Poland’s government is reaching out to its partners in NATO over what it feels is a broken promise from Germany regarding the replenishment of the country’s tank supply. Following the Russian invasion of Ukraine in February 2022, Germany had promised to send Poland tanks if it transferred its reserve of Soviet-produced T-72 tanks to the Ukrainian military.
German Chancellor Olaf Scholz also approached other eastern NATO countries, such as the Czech Republic and Romania, to participate in the so-called Ringtausch. Under the deal, those countries that agreed to send tanks to Ukraine would have their fleets quickly replaced by vehicles sent from Germany.
Believing it would receive modern tanks, such as the Leopard 2 main battle tank (MBT), Poland transferred its reserve of over 200 T-72 tanks. While old, the armored vehicles are still highly effective, and were considered ideal to send to Ukraine, as its forces know how to operate them.
In May 2022, Polish President Andrzej Duda told the media that Germany has reneged on its word to deliver tanks to replace the ones sent to Ukraine. In an interview with German news outlet Welt, he said, “We have provided Ukraine with a large number of tanks […] because we believe it is our responsibility as a neighbor. By doing so, we depleted our own military potential and stockpiles.”
Duda added that Poland already has a large number of Leopard 2 tanks in its arsenal and is awaiting the additional units promised by the German government. At the time, numerous outlets were reporting that Poland was interested in receiving the newer 2A7 model of the tank, which German Federal Minister of Defence Christine Lambrecht said was impossible, as the Bundeswehr didn’t have enough to transfer.
Polish Minister of National Defence Mariusz Błaszczak later disputed the claims that the country’s government was interested in the 2A7, saying they were initially fine receiving the older 2A4 model.
“The story goes like this: After we passed our tanks to Ukraine, I talk to my German counterpart, Christine Lambrecht,” he said during an interview with the media. “I was asked whether we were interested in Germany helping us fill the gap that had appeared.
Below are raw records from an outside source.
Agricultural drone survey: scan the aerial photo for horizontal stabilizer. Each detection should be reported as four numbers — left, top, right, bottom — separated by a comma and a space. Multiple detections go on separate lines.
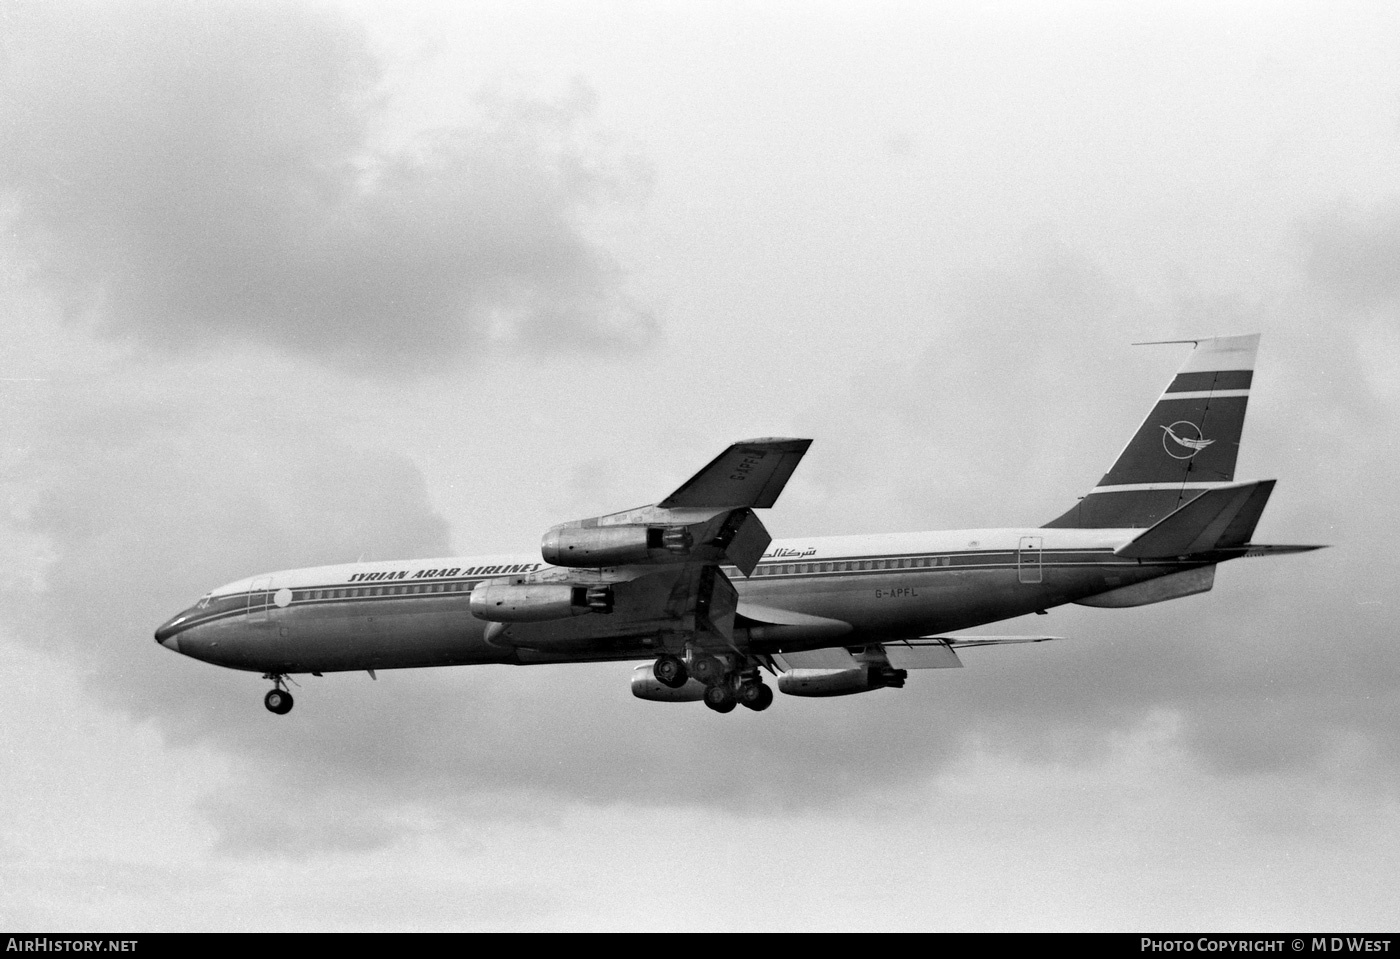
659, 438, 812, 509
1116, 480, 1275, 558
1242, 543, 1328, 558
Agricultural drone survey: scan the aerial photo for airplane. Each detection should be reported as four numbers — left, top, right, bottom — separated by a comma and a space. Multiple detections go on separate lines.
155, 334, 1324, 715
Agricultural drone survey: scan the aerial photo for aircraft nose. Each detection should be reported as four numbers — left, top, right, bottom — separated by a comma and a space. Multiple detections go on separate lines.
154, 616, 185, 653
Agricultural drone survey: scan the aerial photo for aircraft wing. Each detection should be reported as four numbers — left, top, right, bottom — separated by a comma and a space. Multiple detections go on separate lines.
774, 635, 1066, 672
484, 439, 815, 653
658, 438, 812, 509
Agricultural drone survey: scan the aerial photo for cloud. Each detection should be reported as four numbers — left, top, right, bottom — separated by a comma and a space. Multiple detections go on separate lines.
7, 220, 1397, 861
0, 0, 653, 376
1306, 201, 1400, 305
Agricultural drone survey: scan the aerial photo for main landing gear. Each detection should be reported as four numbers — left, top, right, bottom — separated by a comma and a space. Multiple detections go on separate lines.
654, 652, 774, 714
263, 673, 294, 715
653, 653, 689, 688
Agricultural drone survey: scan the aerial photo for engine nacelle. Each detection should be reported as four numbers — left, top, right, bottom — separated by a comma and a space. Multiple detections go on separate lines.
469, 582, 612, 623
777, 665, 908, 698
630, 663, 706, 702
541, 524, 693, 568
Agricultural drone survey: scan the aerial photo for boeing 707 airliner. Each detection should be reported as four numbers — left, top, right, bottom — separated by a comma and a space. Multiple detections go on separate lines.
156, 335, 1323, 715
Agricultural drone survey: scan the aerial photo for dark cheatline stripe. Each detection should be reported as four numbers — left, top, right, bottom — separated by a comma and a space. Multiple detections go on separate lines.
1166, 370, 1253, 393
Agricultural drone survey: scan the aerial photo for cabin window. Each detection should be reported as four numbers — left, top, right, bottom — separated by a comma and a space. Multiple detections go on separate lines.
820, 562, 832, 572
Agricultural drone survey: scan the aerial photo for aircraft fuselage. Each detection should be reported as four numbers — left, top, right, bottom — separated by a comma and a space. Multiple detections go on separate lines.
156, 525, 1203, 676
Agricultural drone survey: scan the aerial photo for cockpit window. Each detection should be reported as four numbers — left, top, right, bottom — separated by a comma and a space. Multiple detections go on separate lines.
196, 593, 212, 609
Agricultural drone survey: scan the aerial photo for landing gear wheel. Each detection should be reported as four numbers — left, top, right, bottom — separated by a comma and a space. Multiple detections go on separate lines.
689, 654, 723, 686
703, 683, 737, 713
264, 688, 294, 715
653, 654, 689, 689
741, 683, 774, 712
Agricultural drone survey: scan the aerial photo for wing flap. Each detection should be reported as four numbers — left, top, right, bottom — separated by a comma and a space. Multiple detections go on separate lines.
882, 640, 964, 669
936, 634, 1066, 647
734, 602, 853, 644
772, 647, 858, 670
771, 634, 1064, 672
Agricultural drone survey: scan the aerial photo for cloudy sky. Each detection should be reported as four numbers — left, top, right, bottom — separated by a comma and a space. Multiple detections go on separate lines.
2, 0, 1397, 932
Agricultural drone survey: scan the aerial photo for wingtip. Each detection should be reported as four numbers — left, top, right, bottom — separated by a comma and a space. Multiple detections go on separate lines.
1132, 333, 1262, 347
733, 437, 813, 447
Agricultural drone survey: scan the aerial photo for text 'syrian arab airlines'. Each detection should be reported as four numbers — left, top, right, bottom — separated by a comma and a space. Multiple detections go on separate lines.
156, 335, 1324, 715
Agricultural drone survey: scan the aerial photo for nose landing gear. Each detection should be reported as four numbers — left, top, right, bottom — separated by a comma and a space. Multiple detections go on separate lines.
262, 673, 294, 715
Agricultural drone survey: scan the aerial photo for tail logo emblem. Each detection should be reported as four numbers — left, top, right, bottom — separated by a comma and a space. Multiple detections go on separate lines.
1160, 421, 1214, 460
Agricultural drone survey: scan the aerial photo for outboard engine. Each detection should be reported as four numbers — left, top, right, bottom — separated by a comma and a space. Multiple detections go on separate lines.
777, 665, 908, 697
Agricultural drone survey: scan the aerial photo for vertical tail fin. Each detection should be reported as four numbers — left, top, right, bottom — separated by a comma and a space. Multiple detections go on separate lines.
1043, 334, 1260, 529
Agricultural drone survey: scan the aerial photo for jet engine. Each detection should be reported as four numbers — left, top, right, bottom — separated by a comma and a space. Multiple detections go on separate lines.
469, 582, 613, 623
630, 663, 706, 702
541, 525, 692, 568
540, 505, 770, 575
777, 665, 908, 697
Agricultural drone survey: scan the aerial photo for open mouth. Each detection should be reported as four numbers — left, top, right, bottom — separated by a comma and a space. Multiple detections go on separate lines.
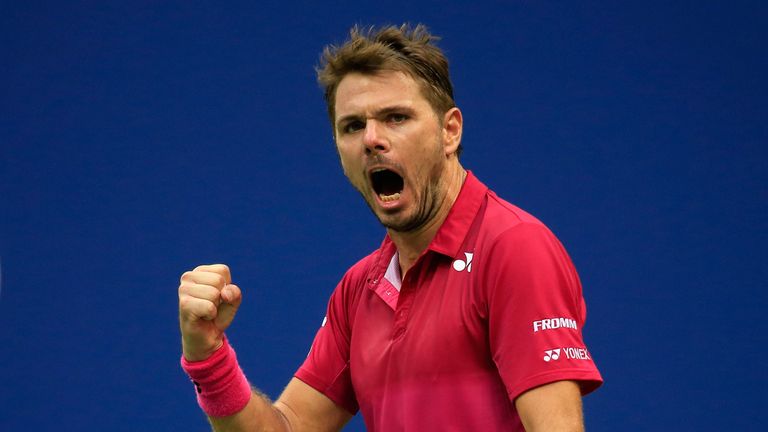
370, 168, 404, 202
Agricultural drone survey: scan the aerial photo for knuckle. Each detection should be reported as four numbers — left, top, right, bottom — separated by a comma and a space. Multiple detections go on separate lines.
178, 282, 190, 294
213, 264, 231, 279
205, 302, 218, 317
178, 296, 192, 311
179, 271, 192, 283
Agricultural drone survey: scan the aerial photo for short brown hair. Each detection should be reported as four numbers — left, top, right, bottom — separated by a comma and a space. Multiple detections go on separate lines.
317, 23, 456, 125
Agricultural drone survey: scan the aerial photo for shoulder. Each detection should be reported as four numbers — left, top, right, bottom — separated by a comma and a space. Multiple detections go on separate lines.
339, 248, 380, 286
472, 192, 583, 316
480, 190, 559, 247
329, 247, 382, 307
476, 191, 578, 291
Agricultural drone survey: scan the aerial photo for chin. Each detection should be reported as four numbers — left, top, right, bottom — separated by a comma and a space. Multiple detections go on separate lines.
378, 213, 423, 233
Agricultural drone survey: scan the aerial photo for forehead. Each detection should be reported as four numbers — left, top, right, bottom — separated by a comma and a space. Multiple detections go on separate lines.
334, 71, 430, 119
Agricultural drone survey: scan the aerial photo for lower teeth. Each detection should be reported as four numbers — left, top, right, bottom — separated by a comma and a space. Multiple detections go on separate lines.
379, 192, 401, 202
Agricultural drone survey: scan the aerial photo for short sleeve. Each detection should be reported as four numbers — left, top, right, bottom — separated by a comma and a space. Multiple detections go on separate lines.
294, 277, 359, 414
484, 223, 603, 401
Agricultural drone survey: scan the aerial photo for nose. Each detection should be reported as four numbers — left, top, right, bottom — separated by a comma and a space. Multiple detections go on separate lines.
363, 120, 389, 155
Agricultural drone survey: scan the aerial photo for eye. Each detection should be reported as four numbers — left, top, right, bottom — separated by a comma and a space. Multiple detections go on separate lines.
342, 120, 365, 134
388, 113, 408, 124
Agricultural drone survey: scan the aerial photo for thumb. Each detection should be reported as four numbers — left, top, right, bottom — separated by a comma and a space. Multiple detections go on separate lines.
215, 283, 242, 331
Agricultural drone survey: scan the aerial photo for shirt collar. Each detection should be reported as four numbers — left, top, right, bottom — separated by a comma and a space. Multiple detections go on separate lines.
427, 170, 488, 258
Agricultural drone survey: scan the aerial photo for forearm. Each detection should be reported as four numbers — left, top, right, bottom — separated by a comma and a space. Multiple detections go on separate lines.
208, 389, 290, 432
522, 418, 583, 432
516, 381, 584, 432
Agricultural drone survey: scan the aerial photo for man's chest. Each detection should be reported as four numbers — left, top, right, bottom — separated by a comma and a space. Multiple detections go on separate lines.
348, 256, 498, 396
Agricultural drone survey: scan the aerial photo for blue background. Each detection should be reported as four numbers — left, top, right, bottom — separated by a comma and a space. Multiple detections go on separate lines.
2, 1, 766, 430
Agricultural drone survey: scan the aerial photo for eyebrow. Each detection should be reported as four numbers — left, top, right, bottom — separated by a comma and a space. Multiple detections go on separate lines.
336, 105, 416, 129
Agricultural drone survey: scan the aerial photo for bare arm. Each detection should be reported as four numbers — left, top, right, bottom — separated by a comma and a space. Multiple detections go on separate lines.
208, 378, 352, 432
179, 264, 352, 432
515, 380, 584, 432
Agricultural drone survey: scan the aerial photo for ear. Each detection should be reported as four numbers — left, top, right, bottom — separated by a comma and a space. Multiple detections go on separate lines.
441, 107, 463, 157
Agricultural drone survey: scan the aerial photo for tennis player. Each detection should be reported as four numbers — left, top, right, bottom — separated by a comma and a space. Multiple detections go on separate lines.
179, 24, 602, 431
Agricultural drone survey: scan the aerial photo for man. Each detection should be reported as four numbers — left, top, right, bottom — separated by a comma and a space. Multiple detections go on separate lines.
178, 24, 602, 431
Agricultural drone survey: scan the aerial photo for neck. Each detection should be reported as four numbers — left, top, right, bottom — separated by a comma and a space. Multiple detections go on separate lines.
389, 163, 466, 277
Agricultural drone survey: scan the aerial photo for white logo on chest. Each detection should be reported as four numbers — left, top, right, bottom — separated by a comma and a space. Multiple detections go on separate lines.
452, 252, 474, 272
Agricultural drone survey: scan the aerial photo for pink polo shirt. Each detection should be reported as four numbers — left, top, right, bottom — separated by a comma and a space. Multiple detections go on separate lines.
296, 172, 602, 431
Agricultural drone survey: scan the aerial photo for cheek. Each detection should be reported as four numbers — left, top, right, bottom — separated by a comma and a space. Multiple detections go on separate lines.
412, 136, 443, 167
335, 145, 353, 169
337, 153, 363, 184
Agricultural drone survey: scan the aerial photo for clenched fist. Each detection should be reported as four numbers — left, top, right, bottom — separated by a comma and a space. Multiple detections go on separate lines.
178, 264, 242, 362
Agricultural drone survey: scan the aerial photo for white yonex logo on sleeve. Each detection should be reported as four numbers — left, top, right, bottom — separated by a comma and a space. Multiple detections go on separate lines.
452, 252, 474, 272
543, 347, 592, 362
543, 349, 561, 362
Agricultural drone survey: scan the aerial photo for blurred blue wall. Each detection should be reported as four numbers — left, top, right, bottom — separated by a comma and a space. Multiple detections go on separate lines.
1, 2, 766, 430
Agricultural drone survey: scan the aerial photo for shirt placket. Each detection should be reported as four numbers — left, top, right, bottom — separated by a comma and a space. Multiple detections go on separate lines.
391, 255, 428, 340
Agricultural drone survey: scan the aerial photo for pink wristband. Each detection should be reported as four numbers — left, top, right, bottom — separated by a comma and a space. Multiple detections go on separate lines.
180, 337, 252, 417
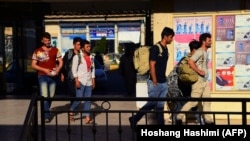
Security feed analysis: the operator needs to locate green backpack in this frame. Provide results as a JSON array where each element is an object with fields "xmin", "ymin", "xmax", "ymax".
[
  {"xmin": 178, "ymin": 52, "xmax": 204, "ymax": 84},
  {"xmin": 133, "ymin": 43, "xmax": 162, "ymax": 75}
]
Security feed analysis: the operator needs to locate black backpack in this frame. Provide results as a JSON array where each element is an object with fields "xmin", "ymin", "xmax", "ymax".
[
  {"xmin": 166, "ymin": 57, "xmax": 185, "ymax": 111},
  {"xmin": 63, "ymin": 49, "xmax": 81, "ymax": 81}
]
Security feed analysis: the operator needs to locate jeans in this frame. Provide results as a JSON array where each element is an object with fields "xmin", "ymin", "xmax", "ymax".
[
  {"xmin": 132, "ymin": 80, "xmax": 168, "ymax": 125},
  {"xmin": 70, "ymin": 84, "xmax": 92, "ymax": 117},
  {"xmin": 170, "ymin": 100, "xmax": 186, "ymax": 121},
  {"xmin": 38, "ymin": 75, "xmax": 57, "ymax": 119}
]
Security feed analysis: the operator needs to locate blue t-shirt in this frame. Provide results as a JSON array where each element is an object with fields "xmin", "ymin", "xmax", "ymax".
[{"xmin": 149, "ymin": 42, "xmax": 169, "ymax": 83}]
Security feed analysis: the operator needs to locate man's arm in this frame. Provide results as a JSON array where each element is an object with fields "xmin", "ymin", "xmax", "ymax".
[
  {"xmin": 71, "ymin": 55, "xmax": 81, "ymax": 88},
  {"xmin": 149, "ymin": 60, "xmax": 157, "ymax": 85},
  {"xmin": 188, "ymin": 59, "xmax": 205, "ymax": 77},
  {"xmin": 31, "ymin": 59, "xmax": 51, "ymax": 75}
]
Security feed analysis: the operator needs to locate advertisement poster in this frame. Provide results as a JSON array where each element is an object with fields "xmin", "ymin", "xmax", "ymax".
[
  {"xmin": 215, "ymin": 41, "xmax": 235, "ymax": 53},
  {"xmin": 89, "ymin": 28, "xmax": 115, "ymax": 40},
  {"xmin": 173, "ymin": 16, "xmax": 213, "ymax": 89},
  {"xmin": 215, "ymin": 15, "xmax": 235, "ymax": 41},
  {"xmin": 215, "ymin": 67, "xmax": 234, "ymax": 90},
  {"xmin": 235, "ymin": 76, "xmax": 250, "ymax": 90},
  {"xmin": 235, "ymin": 15, "xmax": 250, "ymax": 90},
  {"xmin": 215, "ymin": 14, "xmax": 250, "ymax": 91},
  {"xmin": 174, "ymin": 16, "xmax": 212, "ymax": 62},
  {"xmin": 215, "ymin": 53, "xmax": 235, "ymax": 67},
  {"xmin": 235, "ymin": 64, "xmax": 250, "ymax": 90}
]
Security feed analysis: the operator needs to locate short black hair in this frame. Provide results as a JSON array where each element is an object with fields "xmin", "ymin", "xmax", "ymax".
[
  {"xmin": 81, "ymin": 39, "xmax": 90, "ymax": 48},
  {"xmin": 41, "ymin": 32, "xmax": 51, "ymax": 40},
  {"xmin": 73, "ymin": 37, "xmax": 83, "ymax": 44},
  {"xmin": 199, "ymin": 33, "xmax": 211, "ymax": 43},
  {"xmin": 161, "ymin": 27, "xmax": 175, "ymax": 39},
  {"xmin": 189, "ymin": 39, "xmax": 200, "ymax": 52}
]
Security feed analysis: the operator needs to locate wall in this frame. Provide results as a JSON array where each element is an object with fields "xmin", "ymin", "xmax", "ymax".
[
  {"xmin": 153, "ymin": 10, "xmax": 250, "ymax": 120},
  {"xmin": 45, "ymin": 24, "xmax": 61, "ymax": 51}
]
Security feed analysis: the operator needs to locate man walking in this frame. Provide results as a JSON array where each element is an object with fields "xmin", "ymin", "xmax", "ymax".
[
  {"xmin": 176, "ymin": 33, "xmax": 214, "ymax": 125},
  {"xmin": 61, "ymin": 37, "xmax": 83, "ymax": 104},
  {"xmin": 128, "ymin": 27, "xmax": 175, "ymax": 129},
  {"xmin": 69, "ymin": 40, "xmax": 95, "ymax": 124},
  {"xmin": 31, "ymin": 32, "xmax": 63, "ymax": 123}
]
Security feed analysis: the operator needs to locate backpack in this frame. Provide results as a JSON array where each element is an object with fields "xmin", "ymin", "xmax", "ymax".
[
  {"xmin": 178, "ymin": 52, "xmax": 204, "ymax": 84},
  {"xmin": 166, "ymin": 63, "xmax": 183, "ymax": 111},
  {"xmin": 133, "ymin": 43, "xmax": 162, "ymax": 75},
  {"xmin": 63, "ymin": 49, "xmax": 81, "ymax": 81}
]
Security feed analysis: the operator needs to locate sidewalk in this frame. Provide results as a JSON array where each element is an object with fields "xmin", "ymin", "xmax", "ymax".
[{"xmin": 0, "ymin": 96, "xmax": 248, "ymax": 141}]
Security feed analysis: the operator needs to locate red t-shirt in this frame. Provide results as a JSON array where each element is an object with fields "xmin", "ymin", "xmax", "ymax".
[
  {"xmin": 32, "ymin": 47, "xmax": 61, "ymax": 76},
  {"xmin": 84, "ymin": 55, "xmax": 91, "ymax": 72}
]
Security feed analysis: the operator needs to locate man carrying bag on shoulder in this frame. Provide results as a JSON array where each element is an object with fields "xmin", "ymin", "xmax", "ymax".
[{"xmin": 176, "ymin": 33, "xmax": 214, "ymax": 125}]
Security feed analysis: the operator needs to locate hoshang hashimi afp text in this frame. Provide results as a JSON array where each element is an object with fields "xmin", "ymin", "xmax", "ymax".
[{"xmin": 136, "ymin": 125, "xmax": 250, "ymax": 140}]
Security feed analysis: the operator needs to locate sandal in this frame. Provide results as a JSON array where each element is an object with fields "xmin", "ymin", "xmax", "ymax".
[
  {"xmin": 85, "ymin": 116, "xmax": 94, "ymax": 124},
  {"xmin": 69, "ymin": 112, "xmax": 75, "ymax": 122}
]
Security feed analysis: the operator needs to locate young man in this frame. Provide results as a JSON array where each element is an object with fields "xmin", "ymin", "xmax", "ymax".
[
  {"xmin": 61, "ymin": 37, "xmax": 83, "ymax": 103},
  {"xmin": 69, "ymin": 39, "xmax": 95, "ymax": 124},
  {"xmin": 128, "ymin": 27, "xmax": 175, "ymax": 129},
  {"xmin": 118, "ymin": 43, "xmax": 137, "ymax": 97},
  {"xmin": 176, "ymin": 33, "xmax": 214, "ymax": 125},
  {"xmin": 31, "ymin": 32, "xmax": 63, "ymax": 123},
  {"xmin": 169, "ymin": 39, "xmax": 205, "ymax": 125}
]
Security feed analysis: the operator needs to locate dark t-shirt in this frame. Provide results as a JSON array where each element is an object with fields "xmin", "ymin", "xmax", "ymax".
[
  {"xmin": 62, "ymin": 49, "xmax": 78, "ymax": 79},
  {"xmin": 149, "ymin": 42, "xmax": 169, "ymax": 83}
]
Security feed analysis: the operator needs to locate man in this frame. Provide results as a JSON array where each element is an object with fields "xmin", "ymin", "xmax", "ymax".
[
  {"xmin": 61, "ymin": 37, "xmax": 83, "ymax": 104},
  {"xmin": 31, "ymin": 32, "xmax": 63, "ymax": 123},
  {"xmin": 176, "ymin": 33, "xmax": 214, "ymax": 125},
  {"xmin": 169, "ymin": 39, "xmax": 205, "ymax": 125},
  {"xmin": 69, "ymin": 40, "xmax": 95, "ymax": 124},
  {"xmin": 128, "ymin": 27, "xmax": 175, "ymax": 129},
  {"xmin": 118, "ymin": 43, "xmax": 137, "ymax": 97}
]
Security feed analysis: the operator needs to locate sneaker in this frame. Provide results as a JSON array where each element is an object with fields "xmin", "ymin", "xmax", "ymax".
[
  {"xmin": 45, "ymin": 118, "xmax": 51, "ymax": 123},
  {"xmin": 129, "ymin": 117, "xmax": 136, "ymax": 130}
]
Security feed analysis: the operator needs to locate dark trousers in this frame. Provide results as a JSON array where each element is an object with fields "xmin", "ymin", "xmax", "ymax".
[{"xmin": 65, "ymin": 79, "xmax": 76, "ymax": 105}]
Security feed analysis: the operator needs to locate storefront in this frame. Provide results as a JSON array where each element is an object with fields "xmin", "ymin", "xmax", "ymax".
[{"xmin": 45, "ymin": 20, "xmax": 144, "ymax": 56}]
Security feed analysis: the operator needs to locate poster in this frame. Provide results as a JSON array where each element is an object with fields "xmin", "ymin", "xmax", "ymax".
[
  {"xmin": 173, "ymin": 16, "xmax": 213, "ymax": 90},
  {"xmin": 174, "ymin": 16, "xmax": 212, "ymax": 63},
  {"xmin": 215, "ymin": 15, "xmax": 235, "ymax": 41},
  {"xmin": 215, "ymin": 14, "xmax": 250, "ymax": 91},
  {"xmin": 215, "ymin": 53, "xmax": 235, "ymax": 67},
  {"xmin": 89, "ymin": 28, "xmax": 115, "ymax": 40},
  {"xmin": 215, "ymin": 67, "xmax": 234, "ymax": 90}
]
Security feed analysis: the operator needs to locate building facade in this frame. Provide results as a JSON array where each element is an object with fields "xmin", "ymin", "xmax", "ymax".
[{"xmin": 0, "ymin": 0, "xmax": 250, "ymax": 119}]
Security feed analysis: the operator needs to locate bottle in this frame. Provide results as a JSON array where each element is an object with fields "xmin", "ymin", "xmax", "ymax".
[{"xmin": 50, "ymin": 68, "xmax": 56, "ymax": 76}]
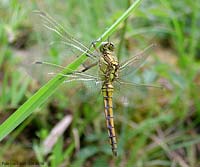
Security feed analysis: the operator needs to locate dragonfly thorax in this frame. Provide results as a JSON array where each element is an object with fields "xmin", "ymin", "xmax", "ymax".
[{"xmin": 99, "ymin": 42, "xmax": 119, "ymax": 84}]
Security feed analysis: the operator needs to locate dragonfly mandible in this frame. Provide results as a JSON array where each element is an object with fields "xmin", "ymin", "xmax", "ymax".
[{"xmin": 34, "ymin": 11, "xmax": 160, "ymax": 156}]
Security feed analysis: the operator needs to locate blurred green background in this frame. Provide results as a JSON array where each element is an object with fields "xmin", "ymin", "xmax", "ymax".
[{"xmin": 0, "ymin": 0, "xmax": 200, "ymax": 166}]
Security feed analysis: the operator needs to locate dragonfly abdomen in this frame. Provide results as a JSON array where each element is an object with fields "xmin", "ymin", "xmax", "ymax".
[{"xmin": 102, "ymin": 83, "xmax": 117, "ymax": 156}]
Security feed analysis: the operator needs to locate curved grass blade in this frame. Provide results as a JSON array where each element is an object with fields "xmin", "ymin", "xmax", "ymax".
[{"xmin": 0, "ymin": 0, "xmax": 143, "ymax": 141}]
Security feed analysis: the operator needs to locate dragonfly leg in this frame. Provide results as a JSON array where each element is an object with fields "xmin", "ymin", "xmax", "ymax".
[
  {"xmin": 89, "ymin": 37, "xmax": 103, "ymax": 52},
  {"xmin": 81, "ymin": 61, "xmax": 98, "ymax": 72}
]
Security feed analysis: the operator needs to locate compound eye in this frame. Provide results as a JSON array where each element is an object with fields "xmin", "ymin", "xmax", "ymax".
[{"xmin": 108, "ymin": 43, "xmax": 114, "ymax": 51}]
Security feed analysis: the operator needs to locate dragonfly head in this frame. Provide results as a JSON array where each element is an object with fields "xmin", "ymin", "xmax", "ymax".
[{"xmin": 99, "ymin": 42, "xmax": 115, "ymax": 53}]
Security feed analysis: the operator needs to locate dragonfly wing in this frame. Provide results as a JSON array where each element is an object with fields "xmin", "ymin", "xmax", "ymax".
[
  {"xmin": 62, "ymin": 69, "xmax": 103, "ymax": 96},
  {"xmin": 31, "ymin": 62, "xmax": 103, "ymax": 98},
  {"xmin": 119, "ymin": 44, "xmax": 156, "ymax": 79},
  {"xmin": 113, "ymin": 78, "xmax": 163, "ymax": 108},
  {"xmin": 112, "ymin": 81, "xmax": 147, "ymax": 108},
  {"xmin": 24, "ymin": 58, "xmax": 70, "ymax": 83},
  {"xmin": 34, "ymin": 10, "xmax": 98, "ymax": 60},
  {"xmin": 28, "ymin": 58, "xmax": 100, "ymax": 82},
  {"xmin": 25, "ymin": 11, "xmax": 101, "ymax": 83}
]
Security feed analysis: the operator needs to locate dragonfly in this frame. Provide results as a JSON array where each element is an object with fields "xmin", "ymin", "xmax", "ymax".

I said that of course, we were interested and indicated Leopards 2A4, which are tanks we already have, not the latest version.”
Błaszczak added that “Germany started to deceive us, saying that it’s not an immediate issue and that analyses were needed.” This later led to just 20 2A4s being offered, which “are now in a condition that makes them unfit for service.” It’s estimated that the tanks would need a least a year of work done to make them of use to the Polish Armed Forces.
“I answered that we counted on at least a battalion of tanks, which according to Western standards is 44 tanks and according to Polish standards – 58,” he concluded.
As recently as July 2022, Poland is still claiming that Germany has gone back on its word, with Deputy Foreign Minister Szymon Andrzej Szynkowski vel Sęk saying the German government had planned to send tanks that were older than the T-72s sent to Ukraine.
“German promises of ring exchange of tanks turned out to be deceptive maneuvers,” he said. “This proposal cannot be accepted because we are not interested in deteriorating the condition of our weapons and training our soldiers on 1960s equipment.”
He also added that Germany had only planned to send 20 of the older Leopard 2 tanks, beginning in the spring of 2023 – at only one per month. This has led the Polish government to take the matter to NATO, in the hopes of coming to a resolution.
“We were offered a symbolic number of tanks,” he said. “It is difficult to take this as a serious offer after we delivered more than 200 tanks to Ukraine in two months, so Poland prefers to talk to other NATO partners who are really ready to help us with this.”
According to a spokesperson for the German government, Leopard 2A4s have already been delivered to the Czech Republic as part of the Ringtausch. At present, Poland has received additional tanks from the United Kingdom and the United States.